Corporate Biopiracy and the Terminator Seed

Corporate power has long influenced the direction of basic biological research.  Rather than seeking better understandings of the relations of parts to each other in the earth’s incredibly complex and interdependent ecosystems, scientists for more than 50 years have focused on dividing, defining and parsing the genetic code of organisms as a prelude to claiming property rights to what they might some day invent, or merely describe.

More than 20 years ago, agribusiness, pharmaceutical and “life science” companies, Monsanto first among them, set their sights on what they called “commercialization and value capture” of global agriculture.

“In many cases it has become illegal for American farmers to save and plant their own seeds.”
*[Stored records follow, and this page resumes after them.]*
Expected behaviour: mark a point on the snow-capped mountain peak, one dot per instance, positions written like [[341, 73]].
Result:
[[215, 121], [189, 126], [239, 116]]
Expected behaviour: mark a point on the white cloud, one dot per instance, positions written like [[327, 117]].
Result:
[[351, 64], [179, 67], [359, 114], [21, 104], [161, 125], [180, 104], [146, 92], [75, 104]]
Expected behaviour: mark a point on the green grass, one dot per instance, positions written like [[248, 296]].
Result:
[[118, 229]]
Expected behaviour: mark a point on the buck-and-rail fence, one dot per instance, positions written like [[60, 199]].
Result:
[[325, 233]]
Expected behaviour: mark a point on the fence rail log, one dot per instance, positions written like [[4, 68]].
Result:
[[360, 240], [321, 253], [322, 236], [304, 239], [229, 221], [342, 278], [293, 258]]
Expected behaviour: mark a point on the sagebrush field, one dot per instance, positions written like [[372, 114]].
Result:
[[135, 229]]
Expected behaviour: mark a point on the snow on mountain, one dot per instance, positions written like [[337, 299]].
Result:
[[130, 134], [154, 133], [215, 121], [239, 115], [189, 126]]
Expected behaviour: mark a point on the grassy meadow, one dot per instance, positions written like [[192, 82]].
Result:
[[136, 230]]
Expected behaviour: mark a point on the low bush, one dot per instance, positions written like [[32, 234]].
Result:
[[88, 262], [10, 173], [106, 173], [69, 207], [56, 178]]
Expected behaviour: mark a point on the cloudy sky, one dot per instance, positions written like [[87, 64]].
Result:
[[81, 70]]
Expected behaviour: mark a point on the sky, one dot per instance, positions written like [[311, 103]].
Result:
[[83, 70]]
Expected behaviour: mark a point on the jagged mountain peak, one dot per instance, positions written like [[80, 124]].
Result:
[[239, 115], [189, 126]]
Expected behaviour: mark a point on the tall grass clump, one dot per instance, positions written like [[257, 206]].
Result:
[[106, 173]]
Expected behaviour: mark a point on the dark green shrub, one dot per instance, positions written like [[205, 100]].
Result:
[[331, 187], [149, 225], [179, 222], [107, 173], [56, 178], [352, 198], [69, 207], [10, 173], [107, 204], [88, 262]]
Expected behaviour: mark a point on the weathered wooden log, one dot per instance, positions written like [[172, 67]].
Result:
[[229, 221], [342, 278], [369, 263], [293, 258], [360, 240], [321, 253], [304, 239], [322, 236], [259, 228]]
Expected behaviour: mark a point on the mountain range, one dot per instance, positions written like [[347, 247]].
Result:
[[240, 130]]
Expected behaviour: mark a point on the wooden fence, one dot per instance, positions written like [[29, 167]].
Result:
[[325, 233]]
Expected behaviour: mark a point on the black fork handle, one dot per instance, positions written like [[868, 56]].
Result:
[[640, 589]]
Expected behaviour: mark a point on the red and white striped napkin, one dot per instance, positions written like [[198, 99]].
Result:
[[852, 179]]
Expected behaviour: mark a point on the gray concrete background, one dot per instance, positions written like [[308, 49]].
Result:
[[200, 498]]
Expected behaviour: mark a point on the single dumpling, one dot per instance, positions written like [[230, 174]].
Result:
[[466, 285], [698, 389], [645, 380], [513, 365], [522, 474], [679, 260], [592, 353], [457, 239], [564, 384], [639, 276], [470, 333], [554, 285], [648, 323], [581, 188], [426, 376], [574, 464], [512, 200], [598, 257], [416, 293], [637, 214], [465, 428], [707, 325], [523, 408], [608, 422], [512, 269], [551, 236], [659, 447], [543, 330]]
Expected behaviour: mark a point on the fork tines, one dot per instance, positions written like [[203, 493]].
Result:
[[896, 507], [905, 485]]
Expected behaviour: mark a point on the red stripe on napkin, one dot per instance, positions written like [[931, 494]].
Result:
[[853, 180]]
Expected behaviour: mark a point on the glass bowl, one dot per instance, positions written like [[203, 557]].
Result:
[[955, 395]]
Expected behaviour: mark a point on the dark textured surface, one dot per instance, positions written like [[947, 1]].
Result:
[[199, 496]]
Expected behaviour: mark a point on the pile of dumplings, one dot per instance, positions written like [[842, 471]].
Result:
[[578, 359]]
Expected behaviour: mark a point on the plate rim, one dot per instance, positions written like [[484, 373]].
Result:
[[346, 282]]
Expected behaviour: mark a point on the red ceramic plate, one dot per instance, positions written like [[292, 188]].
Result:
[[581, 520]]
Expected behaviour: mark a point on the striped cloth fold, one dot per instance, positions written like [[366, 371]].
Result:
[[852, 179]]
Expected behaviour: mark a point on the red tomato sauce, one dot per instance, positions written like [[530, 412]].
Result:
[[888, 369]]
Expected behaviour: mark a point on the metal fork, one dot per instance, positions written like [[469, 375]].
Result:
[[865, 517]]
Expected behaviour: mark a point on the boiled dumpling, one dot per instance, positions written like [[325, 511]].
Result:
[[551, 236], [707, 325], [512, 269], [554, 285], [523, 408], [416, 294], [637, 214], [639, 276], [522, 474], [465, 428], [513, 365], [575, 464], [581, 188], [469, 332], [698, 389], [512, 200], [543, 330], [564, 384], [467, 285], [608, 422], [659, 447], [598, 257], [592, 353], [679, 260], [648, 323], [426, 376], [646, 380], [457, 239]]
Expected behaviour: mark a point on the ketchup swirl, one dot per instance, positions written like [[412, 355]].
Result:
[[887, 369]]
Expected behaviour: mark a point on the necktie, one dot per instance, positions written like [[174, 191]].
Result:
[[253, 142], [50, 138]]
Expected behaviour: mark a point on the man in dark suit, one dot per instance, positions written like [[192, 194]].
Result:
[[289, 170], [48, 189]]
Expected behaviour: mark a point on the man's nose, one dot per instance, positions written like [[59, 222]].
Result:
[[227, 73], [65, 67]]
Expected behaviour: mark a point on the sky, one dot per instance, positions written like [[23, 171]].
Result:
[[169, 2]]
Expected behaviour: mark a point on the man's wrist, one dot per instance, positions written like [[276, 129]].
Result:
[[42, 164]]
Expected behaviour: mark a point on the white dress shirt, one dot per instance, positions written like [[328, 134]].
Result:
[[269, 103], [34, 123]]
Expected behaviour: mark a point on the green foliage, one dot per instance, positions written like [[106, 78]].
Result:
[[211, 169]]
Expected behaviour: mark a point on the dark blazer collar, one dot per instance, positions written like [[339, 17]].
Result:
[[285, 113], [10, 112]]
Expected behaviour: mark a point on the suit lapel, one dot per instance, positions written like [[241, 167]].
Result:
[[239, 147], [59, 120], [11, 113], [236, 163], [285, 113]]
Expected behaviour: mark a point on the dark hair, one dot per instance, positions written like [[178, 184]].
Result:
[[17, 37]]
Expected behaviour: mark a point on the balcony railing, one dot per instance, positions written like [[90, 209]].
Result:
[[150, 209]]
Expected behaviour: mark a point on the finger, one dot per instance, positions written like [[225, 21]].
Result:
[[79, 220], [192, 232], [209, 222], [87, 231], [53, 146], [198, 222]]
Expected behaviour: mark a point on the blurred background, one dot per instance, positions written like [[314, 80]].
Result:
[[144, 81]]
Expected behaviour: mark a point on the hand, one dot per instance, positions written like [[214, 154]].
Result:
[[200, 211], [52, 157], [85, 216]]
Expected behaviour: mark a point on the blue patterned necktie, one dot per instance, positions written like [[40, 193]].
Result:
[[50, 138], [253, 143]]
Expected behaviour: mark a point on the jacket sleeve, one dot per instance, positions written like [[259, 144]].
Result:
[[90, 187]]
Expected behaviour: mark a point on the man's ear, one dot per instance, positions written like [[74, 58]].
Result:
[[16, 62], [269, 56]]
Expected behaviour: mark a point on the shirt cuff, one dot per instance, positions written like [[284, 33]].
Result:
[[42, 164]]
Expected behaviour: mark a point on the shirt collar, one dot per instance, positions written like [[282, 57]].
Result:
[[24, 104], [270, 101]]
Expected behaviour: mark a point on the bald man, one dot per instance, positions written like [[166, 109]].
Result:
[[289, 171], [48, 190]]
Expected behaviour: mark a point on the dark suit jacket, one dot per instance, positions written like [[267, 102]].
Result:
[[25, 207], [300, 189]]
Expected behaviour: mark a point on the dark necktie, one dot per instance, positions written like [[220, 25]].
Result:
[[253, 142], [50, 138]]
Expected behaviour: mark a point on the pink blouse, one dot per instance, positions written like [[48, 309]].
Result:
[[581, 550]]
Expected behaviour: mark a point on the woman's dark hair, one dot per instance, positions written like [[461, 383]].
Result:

Through campaign and other donations corporate lobbyists purchased regulations, laws and court decisions which mandated the registration of each and every crop variety, prescribed heavy fines for the planting and distribution of unlicensed seed, and required licensing and extensive record keeping on the part of anybody selling or giving seeds away.  In many cases, it has become illegal for American farmers to save and plant their own seeds.  At the same time, US patent laws were expanded to allow corporations to claim genetic material as their private “intellectual property.”

“The granting of life patents,” environmental activist Dr. Vandana Shiva says, “was seen as an imperative both by the industry as well as the government.  The U.S. government actually encouraged life patenting. The decision-making was set by the courts, rather than by Congress, never with a public debate, never with a public policy decision on the ethical implications, ecological implications, economic implications of what life patents mean.”